Houston Chronicle

For families, closure to the day of infamy

Pearl Harbor remains ID’d, including League City man

- By Dylan McGuinness STAFF WRITER

Betty Thomson Perkins remembers the last time she saw her brother Dick Thomson. It was late August 1941, when the Navy battleship he served on docked briefly in California.

Her parents drove west from League City on Route 66 for days. Perkins spent her 10th birthday that weekend in San Francisco with the brother she called her “champion,” who always defended her when the three other boys in the family pestered her.

Perkins, now 88 and living in Beeville, also remembers the day three months later — 78 years ago today — when radio reports delivered news of the attack on Pearl Harbor, where

Thomson’s battleship, the USS Oklahoma, was moored.

A telegram arrived a few days later confirming that Seaman 2nd Class Richard J. Thomson, 19, was among 429 crew members of the Oklahoma who were unaccounte­d for and presumed dead.

“That was a very bleak day,” Perkins recalled.

Like thousands of other family members who lost relatives in the attack, Perkins and her family were unable to give Thomson a proper burial. His remains could not be identified in the wreckage. Until this year.

In March, the Defense POW/ MIA Accounting Agency announced it was able to identify Thomson’s among the exhumed remains of the USS Oklahoma crew, part of a renewed effort this decade to identify the 394 sailors and Marines aboard the ship who were presumed dead but never identified.

Thomson is one of 236 Oklahoma crewmen — including at least six other Texans — the POW/MIA agency has been able to identify

in the past several years. It’s now conducting similar projects for the USS West Virginia and the USS California.

“It’s a daunting task but an important one,” said Lee Tucker, a spokesman for the agency. “It’s a national imperative to not only provide answers to the families, but we also owe it to those service members who gave the ultimate sacrifice.”

Five other Texans who were assigned to the Oklahoma remain unaccounte­d for, along with 95 others assigned to different ships, according to the agency’s database of missing service members. Eighty-three of them were serving on the USS Arizona, which exploded and sank with remains that weren’t recovered.

A total of 2,403 U.S. personnel were killed during the surprise attack and 1,178 were wounded.

The POW/MIA agency’s identifica­tion project has its origins in the three years immediatel­y following the attack, when the Navy recovered remains from the Oklahoma. Those remains were interred at the Halawa and Nu’uanu Cemeteries in Hawaii until 1947.

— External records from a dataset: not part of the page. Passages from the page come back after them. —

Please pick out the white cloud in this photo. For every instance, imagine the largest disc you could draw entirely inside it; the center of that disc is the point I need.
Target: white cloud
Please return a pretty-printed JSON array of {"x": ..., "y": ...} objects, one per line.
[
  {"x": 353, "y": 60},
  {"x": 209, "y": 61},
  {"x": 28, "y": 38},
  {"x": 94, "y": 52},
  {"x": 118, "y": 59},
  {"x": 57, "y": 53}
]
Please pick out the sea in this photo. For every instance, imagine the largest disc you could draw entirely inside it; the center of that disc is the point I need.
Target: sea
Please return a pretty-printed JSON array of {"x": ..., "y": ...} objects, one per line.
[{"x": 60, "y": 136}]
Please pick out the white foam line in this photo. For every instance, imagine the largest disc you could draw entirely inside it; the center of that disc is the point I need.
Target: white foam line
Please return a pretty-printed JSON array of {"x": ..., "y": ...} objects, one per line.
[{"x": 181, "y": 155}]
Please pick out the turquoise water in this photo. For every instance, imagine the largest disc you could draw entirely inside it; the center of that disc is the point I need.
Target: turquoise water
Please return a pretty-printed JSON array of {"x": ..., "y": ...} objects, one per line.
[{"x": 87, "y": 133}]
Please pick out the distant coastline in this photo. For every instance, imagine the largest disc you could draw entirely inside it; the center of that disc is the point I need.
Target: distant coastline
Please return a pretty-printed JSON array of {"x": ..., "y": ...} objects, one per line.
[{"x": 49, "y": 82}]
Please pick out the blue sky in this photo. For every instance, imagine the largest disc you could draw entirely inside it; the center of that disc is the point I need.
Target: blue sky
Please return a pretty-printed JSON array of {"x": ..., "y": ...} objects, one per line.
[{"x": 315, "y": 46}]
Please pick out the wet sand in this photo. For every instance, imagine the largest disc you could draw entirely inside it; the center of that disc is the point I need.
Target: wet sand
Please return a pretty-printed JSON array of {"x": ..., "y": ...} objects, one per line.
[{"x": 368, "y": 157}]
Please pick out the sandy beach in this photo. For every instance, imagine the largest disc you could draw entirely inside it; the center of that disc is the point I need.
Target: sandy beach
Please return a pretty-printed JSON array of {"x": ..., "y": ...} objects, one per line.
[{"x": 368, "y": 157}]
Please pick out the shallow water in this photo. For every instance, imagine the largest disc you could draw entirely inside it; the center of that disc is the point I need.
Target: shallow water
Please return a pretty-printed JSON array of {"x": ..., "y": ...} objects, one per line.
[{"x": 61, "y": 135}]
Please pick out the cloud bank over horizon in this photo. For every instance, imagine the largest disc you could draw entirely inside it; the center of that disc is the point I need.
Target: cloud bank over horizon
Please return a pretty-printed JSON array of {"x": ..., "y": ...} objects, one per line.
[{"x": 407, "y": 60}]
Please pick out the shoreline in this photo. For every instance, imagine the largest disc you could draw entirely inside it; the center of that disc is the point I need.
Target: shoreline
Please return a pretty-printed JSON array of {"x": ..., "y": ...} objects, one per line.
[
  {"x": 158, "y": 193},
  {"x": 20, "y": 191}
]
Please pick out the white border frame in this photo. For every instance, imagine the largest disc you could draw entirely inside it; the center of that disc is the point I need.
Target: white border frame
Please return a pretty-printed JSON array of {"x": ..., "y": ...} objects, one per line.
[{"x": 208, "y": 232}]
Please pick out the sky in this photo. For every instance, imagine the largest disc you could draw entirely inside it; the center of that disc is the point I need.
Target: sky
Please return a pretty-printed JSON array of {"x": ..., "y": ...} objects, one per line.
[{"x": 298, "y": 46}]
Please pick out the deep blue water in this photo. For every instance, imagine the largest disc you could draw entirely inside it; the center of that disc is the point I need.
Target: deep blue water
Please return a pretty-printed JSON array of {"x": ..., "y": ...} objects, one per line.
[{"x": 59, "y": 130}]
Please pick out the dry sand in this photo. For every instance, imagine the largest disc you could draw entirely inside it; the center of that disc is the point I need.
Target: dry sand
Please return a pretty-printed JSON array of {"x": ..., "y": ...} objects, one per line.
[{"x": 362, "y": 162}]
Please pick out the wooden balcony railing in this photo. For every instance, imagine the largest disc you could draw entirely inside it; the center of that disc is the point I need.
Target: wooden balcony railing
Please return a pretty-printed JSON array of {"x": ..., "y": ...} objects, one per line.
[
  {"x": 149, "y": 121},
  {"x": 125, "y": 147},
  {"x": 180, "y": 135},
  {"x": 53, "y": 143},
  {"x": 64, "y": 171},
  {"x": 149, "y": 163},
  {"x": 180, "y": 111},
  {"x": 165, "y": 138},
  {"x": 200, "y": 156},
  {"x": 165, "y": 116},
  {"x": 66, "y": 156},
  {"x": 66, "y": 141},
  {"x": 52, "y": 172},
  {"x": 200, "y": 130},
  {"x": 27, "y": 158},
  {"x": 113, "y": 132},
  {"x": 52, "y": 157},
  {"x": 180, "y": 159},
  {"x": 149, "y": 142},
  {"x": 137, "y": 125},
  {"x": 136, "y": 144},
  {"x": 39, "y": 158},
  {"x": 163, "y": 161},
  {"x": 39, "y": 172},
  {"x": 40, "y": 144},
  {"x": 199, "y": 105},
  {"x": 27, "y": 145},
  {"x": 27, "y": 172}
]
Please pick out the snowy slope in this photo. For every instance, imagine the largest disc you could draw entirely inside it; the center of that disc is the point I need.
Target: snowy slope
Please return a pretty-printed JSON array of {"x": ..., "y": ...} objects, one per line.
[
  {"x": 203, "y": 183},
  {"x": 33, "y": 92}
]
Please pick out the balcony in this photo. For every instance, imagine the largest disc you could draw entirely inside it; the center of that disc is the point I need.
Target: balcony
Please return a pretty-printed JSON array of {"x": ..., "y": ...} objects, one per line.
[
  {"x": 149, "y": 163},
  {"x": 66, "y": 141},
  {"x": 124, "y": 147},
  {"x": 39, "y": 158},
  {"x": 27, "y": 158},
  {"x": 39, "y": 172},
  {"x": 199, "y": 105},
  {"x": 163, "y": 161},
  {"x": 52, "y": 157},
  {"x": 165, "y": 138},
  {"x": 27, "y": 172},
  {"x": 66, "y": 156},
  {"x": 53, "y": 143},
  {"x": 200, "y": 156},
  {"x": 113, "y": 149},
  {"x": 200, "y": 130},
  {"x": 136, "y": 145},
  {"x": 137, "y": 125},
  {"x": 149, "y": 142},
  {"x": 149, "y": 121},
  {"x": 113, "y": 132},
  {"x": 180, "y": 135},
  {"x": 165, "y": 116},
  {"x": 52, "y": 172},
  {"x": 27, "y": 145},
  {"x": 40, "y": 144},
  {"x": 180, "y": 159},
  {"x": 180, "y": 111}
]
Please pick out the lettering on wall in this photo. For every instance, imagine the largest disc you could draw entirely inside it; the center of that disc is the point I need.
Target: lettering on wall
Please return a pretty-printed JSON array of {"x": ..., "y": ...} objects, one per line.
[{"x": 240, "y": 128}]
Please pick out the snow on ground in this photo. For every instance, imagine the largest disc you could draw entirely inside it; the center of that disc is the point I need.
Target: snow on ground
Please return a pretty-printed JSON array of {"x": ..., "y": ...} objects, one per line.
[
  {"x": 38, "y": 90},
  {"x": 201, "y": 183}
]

They were then disinterre­d and taken to a laboratory at Schofield

Barracks in Honolulu for testing, but the effort could identify only 35 of the men. In 1950, the rest of the remains were labeled nonrecover­able and were buried in 62 caskets at the National Memorial Cemetery of the Pacific, known as the “Punchbowl.”

Lee said analysts did their best to place what they thought were individual remains in each casket.

Ray Emory, an independen­t researcher and Pearl Harbor survivor, contacted the agency nearly 20 years ago after learning that at least one set of remains could be individual­ly identified if it was disinterre­d for a forensic examinatio­n.

The first tests were done in 2003. They led to the identifica­tion of five USS Oklahoma service members, but the sample contained the DNA of about 100 distinct individual­s — an indication of “severe comminglin­g” of the remains, Lee said.

One more casket was disinterre­d in 2007, yielding another ID, and the agency began taking up the full remains in 2015. It has used DNA analysis and other evidence to identify 236 of 394 missing sailors and Marines.

They were able to identify Thomson’s remains using a DNA sample from Perkins and a niece.

“It’s a wonder that they did,” Perkins said. “It’s amazing what they could do now.”

In June, Thomson’s remains were brought home to League City, and were buried next to those of his two brothers, who enlisted in the Navy after his death, and his parents. Thomson had a full military funeral, with hundreds in attendance. Perkins said three admirals were among those in the crowd.

“It was really impressive,” she said.

Every time a sailor or Marine is identified, a rosette is placed next to his or her name on the Walls of the Missing at the Punchbowl.

Perkins and her surviving brother are the “only two left” in the family, Perkins said.

After nearly eight decades, survivors of the attack and veterans of World War II are rapidly disappeari­ng.

As of Sept. 30, just 389,292 of the more than 16 million American veterans of the war still were alive, including 22,704 in Texas, according to the National World War II Museum.

Perkins she said she was happy that Thomson got his rosette while she and her surviving brother were alive, and that they were able bury him at home.

“We always wondered what he was thinking at that time,” Perkins said of that Dec. 7 so long ago. “He was a real home boy. He loved home. We know he was thinking of that.”